Valuation and Earnings
| Gross Revenue | Price/Sales Ratio | Net Income | Earnings Per Share | Price/Earnings Ratio | |
| Welltower | $7.99 billion | 16.17 | $951.68 million | $1.45 | 129.86 |
| Easterly Government Properties | $302.05 million | 3.53 | $19.55 million | $0.30 | 77.05 |
Welltower has higher revenue and earnings than Easterly Government Properties. Easterly Government Properties is trading at a lower price-to-earnings ratio than Welltower, indicating that it is currently the more affordable of the two stocks.
Dividends
Welltower pays an annual dividend of $2.96 per share and has a dividend yield of 1.6%. Easterly Government Properties pays an annual dividend of $1.80 per share and has a dividend yield of 7.8%. Welltower pays out 204.1% of its earnings in the form of a dividend, suggesting it may not have sufficient earnings to cover its dividend payment in the future. Easterly Government Properties pays out 600.0% of its earnings in the form of a dividend, suggesting it may not have sufficient earnings to cover its dividend payment in the future. Welltower has raised its dividend for 2 consecutive years.
Risk and Volatility
Welltower has a beta of 0.86, indicating that its share price is 14% less volatile than the S&P 500. Comparatively, Easterly Government Properties has a beta of 0.96, indicating that its share price is 4% less volatile than the S&P 500.
Institutional & Insider Ownership
94.8% of Welltower shares are owned by institutional investors.
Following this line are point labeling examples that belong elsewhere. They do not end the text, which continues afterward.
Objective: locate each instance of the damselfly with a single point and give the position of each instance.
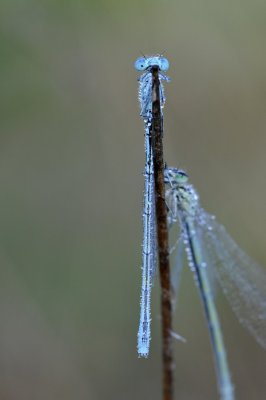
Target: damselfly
(149, 245)
(211, 254)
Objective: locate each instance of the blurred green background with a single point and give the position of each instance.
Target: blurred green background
(71, 162)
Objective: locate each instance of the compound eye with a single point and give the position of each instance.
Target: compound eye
(141, 64)
(181, 176)
(164, 64)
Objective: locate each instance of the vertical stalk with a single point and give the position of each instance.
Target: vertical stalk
(162, 235)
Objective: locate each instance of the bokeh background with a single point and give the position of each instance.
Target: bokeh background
(71, 162)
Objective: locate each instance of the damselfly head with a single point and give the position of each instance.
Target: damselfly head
(174, 176)
(144, 63)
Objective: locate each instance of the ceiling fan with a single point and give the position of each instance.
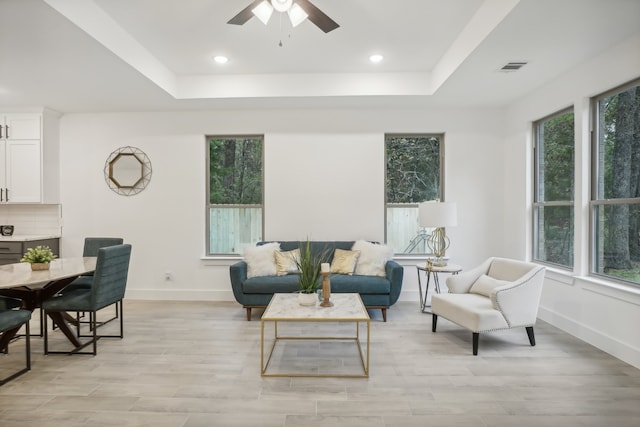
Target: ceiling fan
(298, 11)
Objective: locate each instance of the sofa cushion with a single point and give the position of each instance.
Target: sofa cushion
(344, 262)
(261, 260)
(485, 284)
(373, 258)
(271, 284)
(360, 284)
(286, 262)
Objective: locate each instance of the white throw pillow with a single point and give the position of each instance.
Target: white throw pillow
(344, 262)
(485, 284)
(261, 260)
(373, 258)
(287, 262)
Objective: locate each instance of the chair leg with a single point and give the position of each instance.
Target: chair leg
(28, 345)
(121, 315)
(46, 332)
(93, 317)
(532, 337)
(476, 338)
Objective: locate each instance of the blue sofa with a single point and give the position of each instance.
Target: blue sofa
(376, 292)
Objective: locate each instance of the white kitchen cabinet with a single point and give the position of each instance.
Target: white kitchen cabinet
(24, 178)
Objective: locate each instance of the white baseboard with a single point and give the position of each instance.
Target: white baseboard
(180, 295)
(596, 338)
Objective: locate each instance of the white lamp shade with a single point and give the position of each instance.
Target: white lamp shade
(438, 214)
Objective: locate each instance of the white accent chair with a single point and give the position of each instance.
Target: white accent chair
(499, 294)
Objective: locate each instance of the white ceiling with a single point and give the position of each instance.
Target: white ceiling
(152, 55)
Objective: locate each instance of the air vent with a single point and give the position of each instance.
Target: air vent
(513, 66)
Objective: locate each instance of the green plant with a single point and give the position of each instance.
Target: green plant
(309, 266)
(39, 254)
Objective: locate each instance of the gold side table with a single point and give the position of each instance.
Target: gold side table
(429, 271)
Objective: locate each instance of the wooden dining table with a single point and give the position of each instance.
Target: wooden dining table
(33, 287)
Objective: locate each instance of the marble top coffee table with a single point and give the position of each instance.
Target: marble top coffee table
(312, 327)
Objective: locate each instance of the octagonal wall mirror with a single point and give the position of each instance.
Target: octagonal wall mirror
(127, 171)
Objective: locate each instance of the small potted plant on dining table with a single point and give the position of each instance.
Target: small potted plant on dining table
(39, 257)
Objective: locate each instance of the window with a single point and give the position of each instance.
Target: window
(414, 171)
(234, 193)
(554, 189)
(615, 199)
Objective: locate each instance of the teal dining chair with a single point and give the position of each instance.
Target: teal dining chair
(107, 287)
(12, 318)
(91, 246)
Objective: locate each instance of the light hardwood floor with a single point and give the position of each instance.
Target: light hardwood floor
(198, 364)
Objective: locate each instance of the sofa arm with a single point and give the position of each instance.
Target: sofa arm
(518, 301)
(395, 273)
(462, 282)
(238, 274)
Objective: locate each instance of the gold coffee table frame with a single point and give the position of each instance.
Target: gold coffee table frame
(347, 307)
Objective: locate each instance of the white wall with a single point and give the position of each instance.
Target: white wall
(603, 314)
(339, 154)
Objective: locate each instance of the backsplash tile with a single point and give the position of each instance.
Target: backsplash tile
(32, 219)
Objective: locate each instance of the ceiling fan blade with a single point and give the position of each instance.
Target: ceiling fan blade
(245, 14)
(317, 16)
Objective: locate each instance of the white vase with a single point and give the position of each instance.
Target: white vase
(307, 299)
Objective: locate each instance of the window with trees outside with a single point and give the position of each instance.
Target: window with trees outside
(615, 199)
(414, 175)
(234, 193)
(554, 189)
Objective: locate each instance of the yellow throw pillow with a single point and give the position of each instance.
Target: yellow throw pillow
(286, 262)
(344, 262)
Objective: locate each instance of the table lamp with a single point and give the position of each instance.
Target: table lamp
(437, 215)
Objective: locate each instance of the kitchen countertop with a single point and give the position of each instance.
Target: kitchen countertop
(27, 237)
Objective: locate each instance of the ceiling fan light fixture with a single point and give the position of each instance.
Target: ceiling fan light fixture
(263, 11)
(296, 15)
(281, 5)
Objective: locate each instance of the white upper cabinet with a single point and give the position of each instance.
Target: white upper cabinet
(22, 171)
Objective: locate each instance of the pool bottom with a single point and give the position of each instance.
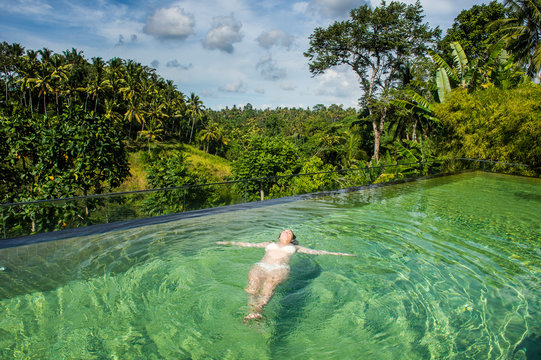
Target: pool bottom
(434, 278)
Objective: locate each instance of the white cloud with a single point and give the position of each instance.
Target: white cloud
(338, 84)
(25, 7)
(234, 87)
(300, 7)
(274, 37)
(224, 33)
(176, 64)
(287, 86)
(269, 69)
(335, 8)
(170, 23)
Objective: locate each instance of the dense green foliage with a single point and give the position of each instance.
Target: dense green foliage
(264, 157)
(66, 122)
(59, 156)
(169, 172)
(522, 33)
(494, 124)
(470, 30)
(377, 44)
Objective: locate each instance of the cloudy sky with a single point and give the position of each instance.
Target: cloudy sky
(229, 52)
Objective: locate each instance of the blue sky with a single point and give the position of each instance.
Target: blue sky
(229, 52)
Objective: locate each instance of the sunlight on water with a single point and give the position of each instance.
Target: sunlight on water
(447, 268)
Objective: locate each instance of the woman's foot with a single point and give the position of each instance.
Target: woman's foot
(253, 316)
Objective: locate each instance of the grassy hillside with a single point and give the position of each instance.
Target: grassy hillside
(216, 168)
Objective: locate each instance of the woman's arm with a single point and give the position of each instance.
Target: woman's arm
(304, 250)
(243, 244)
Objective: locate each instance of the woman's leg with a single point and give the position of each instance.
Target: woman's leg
(255, 278)
(270, 283)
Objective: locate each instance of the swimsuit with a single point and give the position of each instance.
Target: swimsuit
(290, 249)
(272, 267)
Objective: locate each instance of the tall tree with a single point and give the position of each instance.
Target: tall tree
(523, 33)
(374, 43)
(195, 110)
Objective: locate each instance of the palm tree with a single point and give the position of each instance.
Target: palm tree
(523, 33)
(43, 81)
(98, 83)
(9, 58)
(27, 70)
(60, 76)
(195, 111)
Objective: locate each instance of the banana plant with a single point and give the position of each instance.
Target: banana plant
(498, 69)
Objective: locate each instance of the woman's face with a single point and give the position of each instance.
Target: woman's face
(286, 236)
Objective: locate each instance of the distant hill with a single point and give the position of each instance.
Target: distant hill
(216, 168)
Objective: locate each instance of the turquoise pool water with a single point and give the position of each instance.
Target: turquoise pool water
(447, 268)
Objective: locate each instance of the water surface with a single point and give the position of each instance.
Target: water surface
(447, 268)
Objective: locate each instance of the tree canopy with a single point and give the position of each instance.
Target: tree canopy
(375, 43)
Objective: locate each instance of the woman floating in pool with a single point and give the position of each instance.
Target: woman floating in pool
(273, 269)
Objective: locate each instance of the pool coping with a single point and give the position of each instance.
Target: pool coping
(161, 219)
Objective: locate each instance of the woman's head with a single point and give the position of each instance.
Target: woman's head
(287, 237)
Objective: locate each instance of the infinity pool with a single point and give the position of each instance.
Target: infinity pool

Comparatively, 86.5% of Easterly Government Properties shares are owned by institutional investors. 0.2% of Welltower shares are owned by insiders. Comparatively, 7.8% of Easterly Government Properties shares are owned by insiders. Strong institutional ownership is an indication that hedge funds, large money managers and endowments believe a stock will outperform the market over the long term.
Profitability
This table compares Welltower and Easterly Government Properties’ net margins, return on equity and return on assets.
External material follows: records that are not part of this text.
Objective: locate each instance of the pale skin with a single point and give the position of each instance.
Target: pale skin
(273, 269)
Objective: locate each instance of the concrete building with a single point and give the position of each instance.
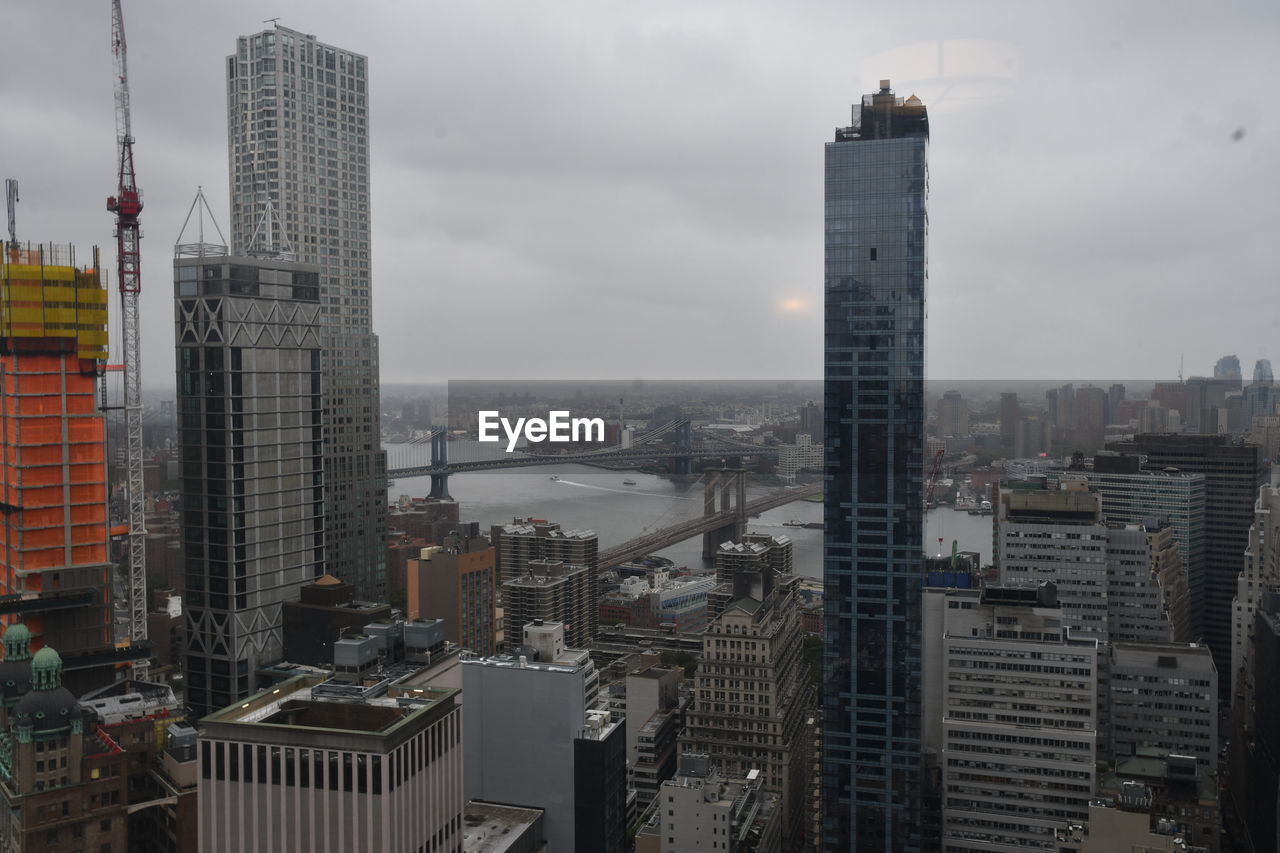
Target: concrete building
(876, 191)
(805, 455)
(63, 780)
(700, 810)
(1010, 716)
(952, 415)
(297, 144)
(1165, 697)
(324, 612)
(554, 592)
(1233, 473)
(316, 766)
(752, 693)
(534, 737)
(53, 459)
(1178, 796)
(254, 518)
(456, 582)
(1057, 536)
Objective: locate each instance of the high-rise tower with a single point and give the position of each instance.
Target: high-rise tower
(876, 226)
(54, 564)
(298, 147)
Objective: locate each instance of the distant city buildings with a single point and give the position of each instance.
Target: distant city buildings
(750, 670)
(876, 223)
(314, 765)
(1009, 716)
(53, 457)
(456, 582)
(535, 735)
(952, 415)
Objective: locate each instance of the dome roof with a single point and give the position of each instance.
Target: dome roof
(46, 710)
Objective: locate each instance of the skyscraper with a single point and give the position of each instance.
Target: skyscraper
(248, 396)
(876, 227)
(54, 566)
(298, 149)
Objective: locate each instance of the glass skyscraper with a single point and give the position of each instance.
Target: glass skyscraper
(297, 114)
(876, 226)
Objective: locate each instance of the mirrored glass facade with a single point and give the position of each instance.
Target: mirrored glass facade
(876, 226)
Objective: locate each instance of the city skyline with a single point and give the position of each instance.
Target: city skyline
(635, 119)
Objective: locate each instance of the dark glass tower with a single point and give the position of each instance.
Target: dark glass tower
(876, 224)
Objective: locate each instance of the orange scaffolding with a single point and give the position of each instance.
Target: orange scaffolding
(53, 437)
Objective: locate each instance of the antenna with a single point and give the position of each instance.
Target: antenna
(10, 192)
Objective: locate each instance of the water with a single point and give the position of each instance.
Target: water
(594, 498)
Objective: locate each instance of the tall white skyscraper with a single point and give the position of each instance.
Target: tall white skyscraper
(297, 114)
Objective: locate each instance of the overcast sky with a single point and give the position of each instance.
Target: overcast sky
(594, 188)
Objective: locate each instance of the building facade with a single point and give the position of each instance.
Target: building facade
(53, 455)
(1233, 473)
(298, 149)
(876, 228)
(311, 766)
(248, 350)
(1010, 717)
(456, 582)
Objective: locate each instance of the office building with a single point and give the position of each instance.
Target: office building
(554, 592)
(297, 141)
(876, 191)
(1057, 536)
(1133, 495)
(952, 415)
(248, 351)
(535, 737)
(1164, 696)
(750, 671)
(312, 765)
(703, 810)
(804, 455)
(1010, 414)
(1261, 573)
(53, 457)
(1233, 471)
(456, 583)
(1010, 716)
(1178, 796)
(525, 539)
(1228, 368)
(63, 780)
(325, 611)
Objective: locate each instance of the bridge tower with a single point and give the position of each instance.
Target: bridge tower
(439, 459)
(728, 483)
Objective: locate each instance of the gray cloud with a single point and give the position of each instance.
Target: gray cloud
(608, 188)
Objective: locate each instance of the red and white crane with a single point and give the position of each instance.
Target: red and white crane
(127, 204)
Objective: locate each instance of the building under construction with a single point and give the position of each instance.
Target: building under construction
(54, 565)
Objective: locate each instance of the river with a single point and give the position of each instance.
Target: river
(597, 500)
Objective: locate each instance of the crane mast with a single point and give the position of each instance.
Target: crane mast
(127, 204)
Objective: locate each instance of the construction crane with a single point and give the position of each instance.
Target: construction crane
(127, 204)
(933, 475)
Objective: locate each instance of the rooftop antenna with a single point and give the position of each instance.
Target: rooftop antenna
(10, 192)
(269, 224)
(200, 249)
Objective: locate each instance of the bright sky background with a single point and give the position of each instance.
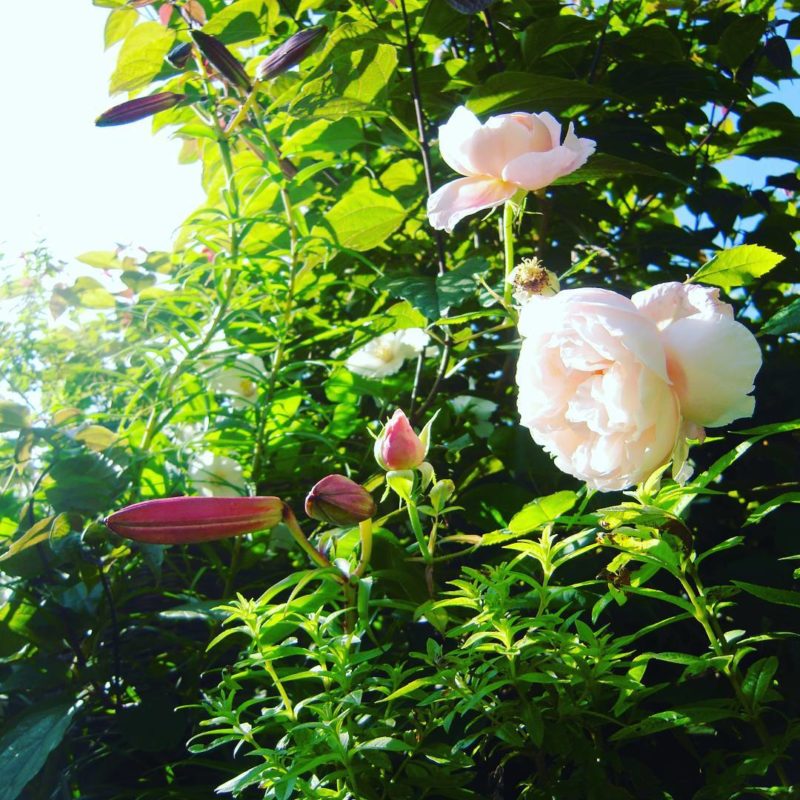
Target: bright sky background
(81, 188)
(64, 181)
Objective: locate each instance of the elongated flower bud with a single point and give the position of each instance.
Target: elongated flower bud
(179, 55)
(398, 447)
(339, 501)
(189, 520)
(290, 53)
(222, 59)
(139, 108)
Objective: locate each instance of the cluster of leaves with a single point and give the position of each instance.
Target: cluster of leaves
(486, 676)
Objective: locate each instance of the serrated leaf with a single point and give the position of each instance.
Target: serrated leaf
(787, 320)
(27, 743)
(119, 22)
(141, 57)
(541, 511)
(96, 437)
(784, 597)
(364, 218)
(738, 266)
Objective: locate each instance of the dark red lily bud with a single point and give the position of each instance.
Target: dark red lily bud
(179, 55)
(222, 59)
(189, 520)
(290, 53)
(139, 108)
(339, 501)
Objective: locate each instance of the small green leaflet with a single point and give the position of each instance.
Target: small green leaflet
(738, 266)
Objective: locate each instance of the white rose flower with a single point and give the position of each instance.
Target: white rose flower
(593, 387)
(385, 355)
(505, 154)
(712, 360)
(217, 476)
(612, 387)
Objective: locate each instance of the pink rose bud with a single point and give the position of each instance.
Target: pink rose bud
(339, 501)
(189, 520)
(398, 447)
| Net Margins | Return on Equity | Return on Assets | |
| Welltower | 9.69% | 2.71% | 1.75% |
| Easterly Government Properties | 4.24% | 1.00% | 0.42% |
Summary
Welltower beats Easterly Government Properties on 15 of the 18 factors compared between the two stocks.
About Welltower
Welltower Inc. (NYSE:WELL), a real estate investment trust (“REIT”) and S&P 500 company headquartered in Toledo, Ohio, is driving the transformation of health care infrastructure. Welltower invests with leading seniors housing operators, post-acute providers and health systems to fund the real estate infrastructure needed to scale innovative care delivery models and improve people’s wellness and overall health care experience. Welltower owns interests in properties concentrated in major, high-growth markets in the United States, Canada and the United Kingdom, consisting of seniors housing and post-acute communities and outpatient medical properties.
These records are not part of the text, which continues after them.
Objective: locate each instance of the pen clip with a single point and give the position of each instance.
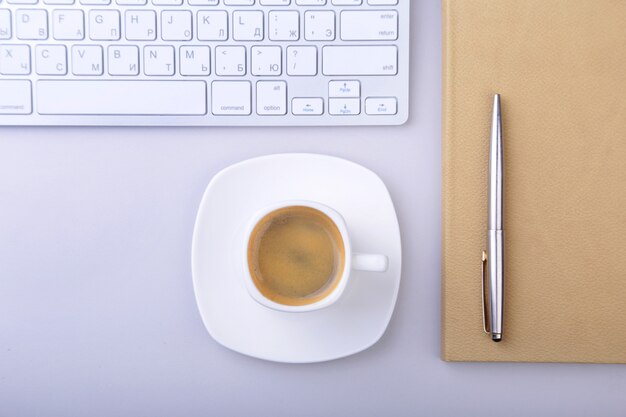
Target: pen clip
(486, 324)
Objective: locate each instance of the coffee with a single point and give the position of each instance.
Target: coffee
(296, 255)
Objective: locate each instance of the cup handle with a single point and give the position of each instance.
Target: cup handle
(369, 262)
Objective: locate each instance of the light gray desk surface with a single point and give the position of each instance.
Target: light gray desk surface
(97, 312)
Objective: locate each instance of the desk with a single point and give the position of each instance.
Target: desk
(97, 311)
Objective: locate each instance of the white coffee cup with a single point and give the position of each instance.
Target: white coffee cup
(352, 261)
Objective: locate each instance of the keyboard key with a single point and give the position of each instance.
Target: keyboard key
(231, 98)
(319, 26)
(68, 25)
(31, 24)
(238, 2)
(158, 60)
(369, 25)
(275, 2)
(51, 59)
(87, 60)
(284, 25)
(167, 2)
(96, 2)
(212, 26)
(271, 98)
(381, 105)
(302, 60)
(312, 106)
(108, 97)
(311, 2)
(140, 25)
(15, 97)
(14, 60)
(360, 60)
(266, 60)
(230, 60)
(123, 60)
(203, 2)
(344, 89)
(248, 26)
(5, 24)
(104, 25)
(195, 60)
(176, 25)
(344, 106)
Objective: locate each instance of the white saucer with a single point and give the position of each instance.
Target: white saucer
(356, 321)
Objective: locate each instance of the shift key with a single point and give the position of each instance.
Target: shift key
(360, 60)
(15, 97)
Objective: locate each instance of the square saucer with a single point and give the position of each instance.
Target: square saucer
(234, 319)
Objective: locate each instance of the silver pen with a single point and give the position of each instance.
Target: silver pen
(494, 259)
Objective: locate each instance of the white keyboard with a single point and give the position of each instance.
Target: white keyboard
(204, 62)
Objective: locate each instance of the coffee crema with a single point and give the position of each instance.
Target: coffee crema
(296, 255)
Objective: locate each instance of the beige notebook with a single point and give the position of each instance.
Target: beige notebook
(560, 67)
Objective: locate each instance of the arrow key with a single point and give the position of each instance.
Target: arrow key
(312, 106)
(344, 106)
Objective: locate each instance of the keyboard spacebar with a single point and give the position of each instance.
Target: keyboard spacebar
(108, 97)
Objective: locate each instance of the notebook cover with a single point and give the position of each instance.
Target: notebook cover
(561, 69)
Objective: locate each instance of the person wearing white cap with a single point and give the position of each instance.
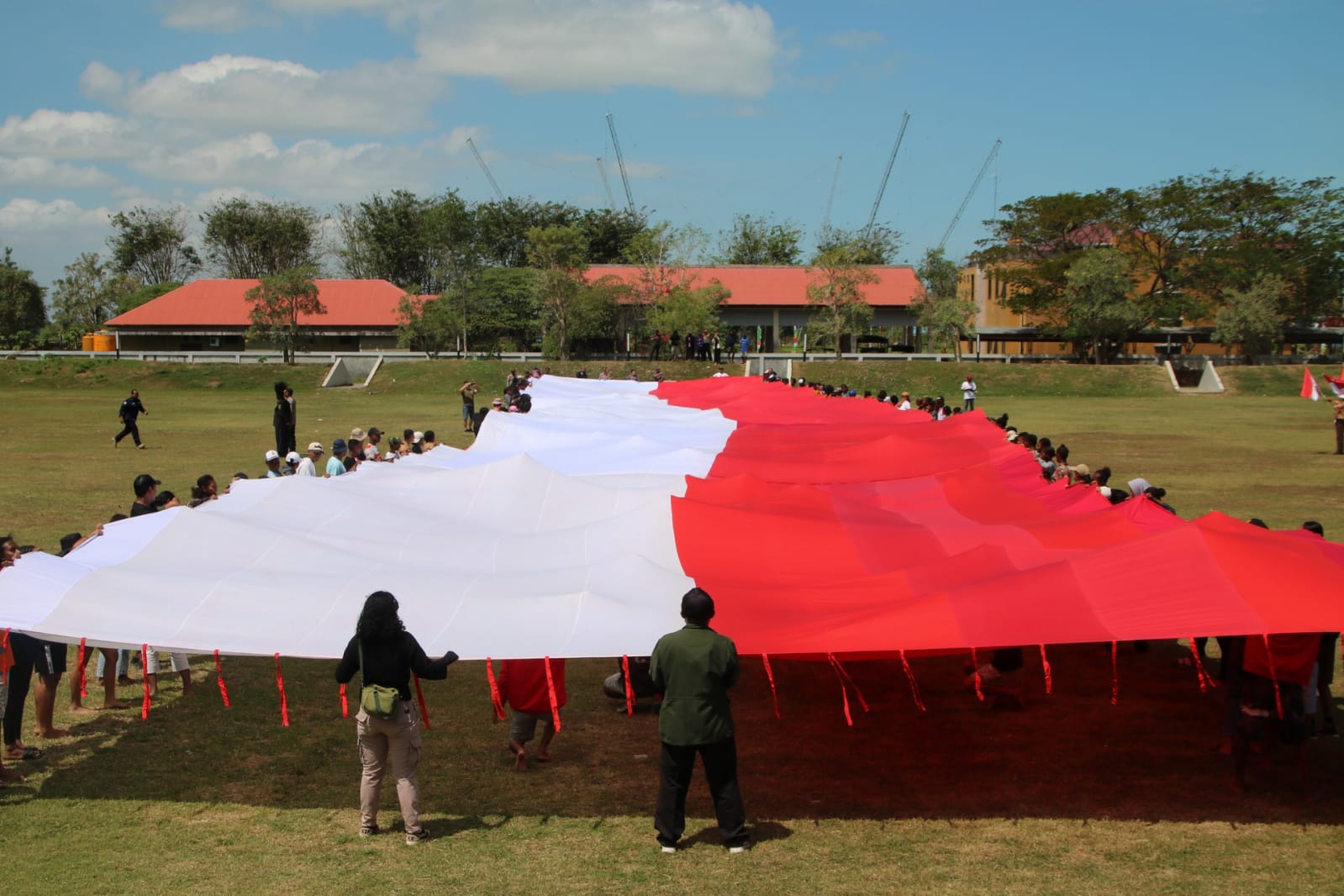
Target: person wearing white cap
(308, 466)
About Easterly Government Properties
Easterly Government Properties, Inc. (NYSE: DEA) is based in Washington, D.C., and focuses primarily on the acquisition, development and management of Class A commercial properties that are leased to the U.S. Government. Easterly’s experienced management team brings specialized insight into the strategy and needs of mission-critical U.S. Government agencies for properties leased to such agencies either directly or through the U.S. General Services Administration (GSA).